Note the difference in nesting: we no longer have an inner set of two axes, but two sets of one axis each. The result is more complex:

>>> simulation_builder = SimulationBuilder()
>>> simulation = simulation_builder.build_from_entities(tax_benefit_system, WITH_PERPENDICULAR_AXES)
>>> len(simulation.calculate('salary', '2018-11'))
64

Why? Because we are varying age and salary independently, and each axis results in multiplying by 4 our original population of 4, resulting in 4 times 4 times 4 individuals, which is indeed 64.

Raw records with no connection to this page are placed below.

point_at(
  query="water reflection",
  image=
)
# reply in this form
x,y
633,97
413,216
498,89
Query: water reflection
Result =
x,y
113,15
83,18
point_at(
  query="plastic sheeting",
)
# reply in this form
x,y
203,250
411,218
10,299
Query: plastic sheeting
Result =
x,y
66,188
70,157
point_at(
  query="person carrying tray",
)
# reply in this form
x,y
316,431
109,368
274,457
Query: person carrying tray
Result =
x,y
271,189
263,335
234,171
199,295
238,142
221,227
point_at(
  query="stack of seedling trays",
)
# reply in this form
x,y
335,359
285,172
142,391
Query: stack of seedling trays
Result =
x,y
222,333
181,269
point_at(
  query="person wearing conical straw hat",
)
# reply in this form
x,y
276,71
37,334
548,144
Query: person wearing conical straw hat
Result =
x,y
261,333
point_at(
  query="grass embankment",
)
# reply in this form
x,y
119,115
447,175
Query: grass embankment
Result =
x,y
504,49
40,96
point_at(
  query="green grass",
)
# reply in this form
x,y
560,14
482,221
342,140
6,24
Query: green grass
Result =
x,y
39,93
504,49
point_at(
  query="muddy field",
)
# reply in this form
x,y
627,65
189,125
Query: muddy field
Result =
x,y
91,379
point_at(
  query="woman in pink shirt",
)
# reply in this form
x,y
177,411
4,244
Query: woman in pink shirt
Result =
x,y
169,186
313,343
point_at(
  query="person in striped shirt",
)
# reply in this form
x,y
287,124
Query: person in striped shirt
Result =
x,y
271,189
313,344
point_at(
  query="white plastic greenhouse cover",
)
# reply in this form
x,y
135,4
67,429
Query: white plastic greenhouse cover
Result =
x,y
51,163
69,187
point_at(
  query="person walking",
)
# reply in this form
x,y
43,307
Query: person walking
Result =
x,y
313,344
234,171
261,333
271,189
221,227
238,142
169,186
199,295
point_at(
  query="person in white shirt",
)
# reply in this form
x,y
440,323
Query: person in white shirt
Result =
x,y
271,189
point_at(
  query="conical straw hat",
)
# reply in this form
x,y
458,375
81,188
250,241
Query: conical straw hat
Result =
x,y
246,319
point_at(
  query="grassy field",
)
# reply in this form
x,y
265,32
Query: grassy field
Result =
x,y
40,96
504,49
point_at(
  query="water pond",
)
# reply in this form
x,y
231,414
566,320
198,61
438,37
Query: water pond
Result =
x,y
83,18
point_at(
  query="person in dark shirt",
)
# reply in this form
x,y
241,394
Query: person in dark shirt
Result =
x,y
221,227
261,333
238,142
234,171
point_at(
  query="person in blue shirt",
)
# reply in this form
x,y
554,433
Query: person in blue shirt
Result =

What does the data look like?

>>> numpy.reshape(simulation.calculate('salary', '2018-11'),(16,4))
array([[   0.,    0.,    0.,    0.],
       [   0.,    0.,    0.,    0.],
       [   0.,    0.,    0.,    0.],
       [   0.,    0.,    0.,    0.],
       [1000.,    0.,    0.,    0.],
       [1000.,    0.,    0.,    0.],
       [1000.,    0.,    0.,    0.],
       [1000.,    0.,    0.,    0.],
       [2000.,    0.,    0.,    0.],
       [2000.,    0.,    0.,    0.],
       [2000.,    0.,    0.,    0.],
       [2000.,    0.,    0.,    0.],
       [3000.,    0.,    0.,    0.],
       [3000.,    0.,    0.,    0.],
       [3000.,    0.,    0.,    0.],
       [3000.,    0.,    0.,    0.]], dtype=float32)
>>> numpy.reshape(simulation.calculate('age', '2018-11'),(16,4))
array([[18,  0,  0,  0],
       [38,  0,  0,  0],
       [58,  0,  0,  0],
       [78,  0,  0,  0],
       [18,  0,  0,  0],
       [38,  0,  0,  0],
       [58,  0,  0,  0],
       [78,  0,  0,  0],
       [18,  0,  0,  0],
       [38,  0,  0,  0],
       [58,  0,  0,  0],
       [78,  0,  0,  0],
       [18,  0,  0,  0],
       [38,  0,  0,  0],
       [58,  0,  0,  0],
       [78,  0,  0,  0]], dtype=int32)

We can see that both the age and the salary variables vary by increments, so that all combinations are present: for each age increment, there exists a variant with each salary increment.

This allows us to use OpenFisca for multivariate observation: charting how two variables interact to control a third, as in this example.